Required GCP Permissions Reference​
The following table lists the operations Transformer Lab performs against the Compute Engine API. The pre-built Compute Admin role covers all of them; you can also assemble a custom role with just these.
Compute Engine​
| Operation | Why |
|---|---|
compute.machineTypes.list | Provider health check on startup |
compute.instances.create | Launch a VM for each job |
compute.instances.get / list | Look up an instance by cluster name and poll status |
compute.instances.delete | Stop/remove a VM on demand and during self-termination |
compute.instances.setMetadata | Inject the SSH public key and startup script |
compute.disks.create | Create the boot disk attached to each VM |
compute.acceleratorTypes.get | Resolve GPU accelerator URLs |
Networking​
| Operation | Why |
|---|---|
compute.firewalls.get / create | Ensure the per-team SSH firewall rule exists on the default VPC |
compute.networks.use | Attach the VM NIC to the default network |
IAM (VM self-termination)​
| Operation | Why |
|---|---|
iam.serviceAccounts.actAs | Attach your service account to each VM so it can call instances.delete on itself |
The Service Account User role grants iam.serviceAccounts.actAs.

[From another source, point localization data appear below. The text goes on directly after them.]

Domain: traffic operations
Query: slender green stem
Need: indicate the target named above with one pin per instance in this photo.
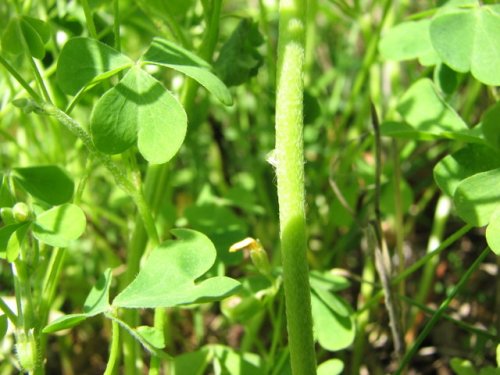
(118, 174)
(89, 19)
(114, 351)
(7, 311)
(290, 179)
(444, 305)
(116, 24)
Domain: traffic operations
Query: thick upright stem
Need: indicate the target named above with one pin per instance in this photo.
(290, 179)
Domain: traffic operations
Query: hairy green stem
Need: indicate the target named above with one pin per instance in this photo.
(114, 350)
(290, 179)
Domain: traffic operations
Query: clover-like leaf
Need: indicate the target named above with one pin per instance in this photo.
(168, 277)
(139, 108)
(239, 58)
(48, 183)
(165, 53)
(97, 302)
(85, 61)
(409, 40)
(472, 159)
(466, 39)
(477, 197)
(426, 111)
(60, 225)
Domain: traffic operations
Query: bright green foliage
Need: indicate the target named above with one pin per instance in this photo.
(10, 243)
(493, 231)
(28, 31)
(85, 62)
(409, 40)
(423, 108)
(225, 360)
(472, 159)
(152, 335)
(332, 319)
(221, 225)
(60, 225)
(491, 125)
(3, 325)
(48, 183)
(239, 59)
(167, 54)
(467, 40)
(331, 367)
(168, 276)
(139, 108)
(97, 302)
(478, 196)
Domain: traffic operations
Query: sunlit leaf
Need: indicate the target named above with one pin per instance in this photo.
(409, 40)
(477, 197)
(168, 277)
(426, 111)
(466, 39)
(472, 159)
(97, 302)
(84, 61)
(139, 108)
(165, 53)
(48, 183)
(493, 231)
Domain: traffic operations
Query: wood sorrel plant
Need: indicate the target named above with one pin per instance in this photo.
(289, 163)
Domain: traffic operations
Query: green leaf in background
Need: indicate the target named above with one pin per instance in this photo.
(491, 125)
(153, 336)
(221, 225)
(168, 276)
(407, 41)
(194, 363)
(405, 131)
(3, 326)
(139, 108)
(462, 366)
(426, 111)
(239, 58)
(167, 54)
(467, 40)
(24, 30)
(97, 302)
(331, 367)
(493, 231)
(477, 197)
(11, 238)
(60, 225)
(48, 183)
(229, 361)
(84, 61)
(468, 161)
(332, 320)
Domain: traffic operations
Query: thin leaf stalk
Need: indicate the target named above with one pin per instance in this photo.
(290, 180)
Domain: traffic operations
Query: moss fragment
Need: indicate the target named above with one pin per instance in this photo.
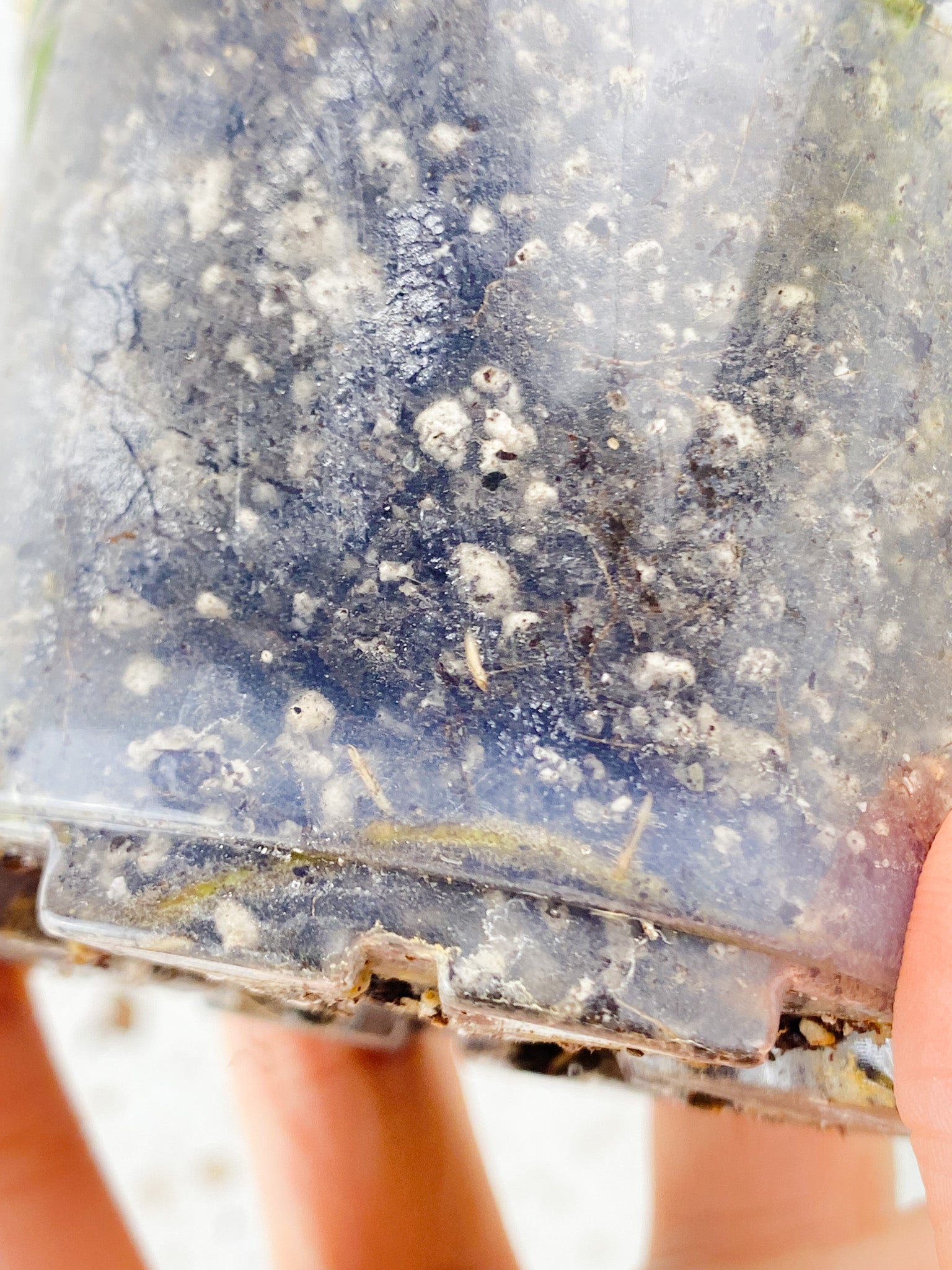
(908, 12)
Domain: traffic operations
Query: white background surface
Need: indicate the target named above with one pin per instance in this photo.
(569, 1160)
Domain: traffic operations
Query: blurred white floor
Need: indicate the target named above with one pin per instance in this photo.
(148, 1072)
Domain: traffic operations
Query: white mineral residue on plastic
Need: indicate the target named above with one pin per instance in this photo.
(310, 714)
(487, 579)
(443, 430)
(207, 200)
(143, 675)
(236, 925)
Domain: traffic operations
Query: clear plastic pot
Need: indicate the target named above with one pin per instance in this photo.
(477, 521)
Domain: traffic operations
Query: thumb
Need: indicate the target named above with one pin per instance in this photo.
(922, 1036)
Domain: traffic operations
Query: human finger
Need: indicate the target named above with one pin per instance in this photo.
(56, 1212)
(364, 1158)
(922, 1036)
(733, 1191)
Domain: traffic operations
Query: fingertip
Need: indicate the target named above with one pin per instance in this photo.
(923, 1008)
(922, 1034)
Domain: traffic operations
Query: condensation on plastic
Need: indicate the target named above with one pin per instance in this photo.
(475, 502)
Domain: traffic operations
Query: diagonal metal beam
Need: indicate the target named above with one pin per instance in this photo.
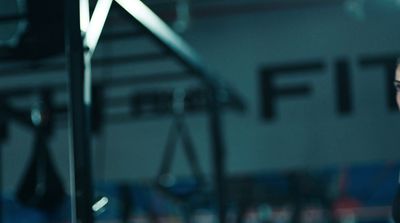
(96, 24)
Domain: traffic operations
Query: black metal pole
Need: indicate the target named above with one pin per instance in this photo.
(218, 152)
(79, 102)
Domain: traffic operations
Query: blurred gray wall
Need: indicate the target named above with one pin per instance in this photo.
(307, 131)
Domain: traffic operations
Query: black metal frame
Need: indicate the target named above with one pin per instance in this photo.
(78, 54)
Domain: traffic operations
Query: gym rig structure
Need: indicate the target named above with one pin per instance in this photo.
(82, 31)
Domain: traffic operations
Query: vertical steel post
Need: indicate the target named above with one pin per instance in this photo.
(218, 152)
(79, 117)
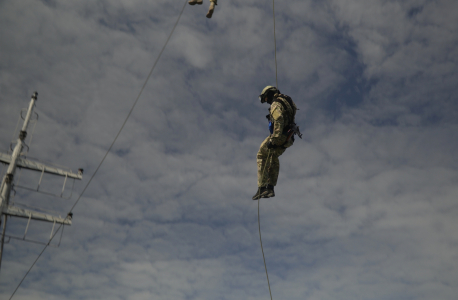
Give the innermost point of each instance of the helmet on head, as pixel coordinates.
(268, 91)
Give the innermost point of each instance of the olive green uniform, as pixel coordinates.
(267, 159)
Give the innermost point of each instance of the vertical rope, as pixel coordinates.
(275, 44)
(263, 257)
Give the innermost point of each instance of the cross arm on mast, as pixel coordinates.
(40, 167)
(34, 215)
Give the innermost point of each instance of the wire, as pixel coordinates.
(109, 149)
(262, 249)
(275, 44)
(267, 161)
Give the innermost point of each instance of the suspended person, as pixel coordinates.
(282, 129)
(210, 9)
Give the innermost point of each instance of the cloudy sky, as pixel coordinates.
(366, 204)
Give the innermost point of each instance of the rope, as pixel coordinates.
(275, 44)
(262, 249)
(109, 149)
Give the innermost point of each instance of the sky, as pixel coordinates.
(366, 203)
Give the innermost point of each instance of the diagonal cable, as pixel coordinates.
(111, 146)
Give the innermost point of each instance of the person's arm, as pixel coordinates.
(279, 123)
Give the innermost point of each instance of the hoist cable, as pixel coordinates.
(111, 146)
(267, 161)
(263, 257)
(275, 44)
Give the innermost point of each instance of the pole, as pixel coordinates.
(9, 176)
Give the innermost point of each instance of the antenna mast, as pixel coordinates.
(16, 160)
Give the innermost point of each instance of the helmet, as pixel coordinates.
(268, 91)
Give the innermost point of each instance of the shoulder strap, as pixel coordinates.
(291, 107)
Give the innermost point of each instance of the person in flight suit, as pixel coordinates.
(282, 129)
(210, 9)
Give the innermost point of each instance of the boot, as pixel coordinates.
(268, 192)
(211, 9)
(259, 192)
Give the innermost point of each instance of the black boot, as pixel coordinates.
(268, 192)
(259, 192)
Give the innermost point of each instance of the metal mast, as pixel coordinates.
(16, 160)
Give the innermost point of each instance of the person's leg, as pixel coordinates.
(261, 159)
(273, 169)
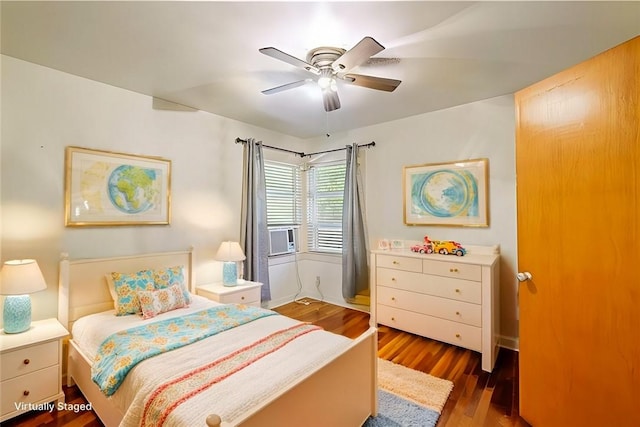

The Compute Admin role covers everything else listed above.
Troubleshooting​
Credential validation fails immediately after adding the provider​
- Confirm the Compute Engine API is enabled in the project the service account belongs to.
- Confirm both Compute Admin and Service Account User are granted to the service account, not to a user.
- Make sure the JSON key has not been revoked under IAM & Admin → Service Accounts → Keys.
"Image family not found" when launching a GPU VM​
GCP periodically rotates Deep Learning VM image families. Transformer Lab tries several fallback families automatically, but if all of them fail, the project may not have access to the deeplearning-platform-release images. Check that your organization policy allows pulling from that public project, or pin a specific image by setting the provider's gpu_image extra config to a valid image URL.
Quota or availability errors​
- Compute Engine GPU quotas are zonal. Open IAM & Admin → Quotas, filter by the GPU type (e.g.
NVIDIA A100 GPUs), and request an increase in your target region. - Some accelerators (notably H100 and A100-80GB) are only available in a subset of zones. Try a different zone or region if a launch fails with
ZONE_RESOURCE_POOL_EXHAUSTED.
VM launches but produces no logs​
- The VM may still be bootstrapping. Deep Learning VM images can take several minutes to install drivers on first boot.
- Verify that no organization-level firewall policy overrides the team SSH firewall rule on the
defaultnetwork.
VM does not delete itself after the job finishes​
The VM uses its attached service account to call instances.delete on itself. If self-termination fails, confirm the service account still has Compute Admin (or at minimum compute.instances.delete) on the project. You can always manually delete leftover VMs from the Cloud Console under Compute Engine → VM instances.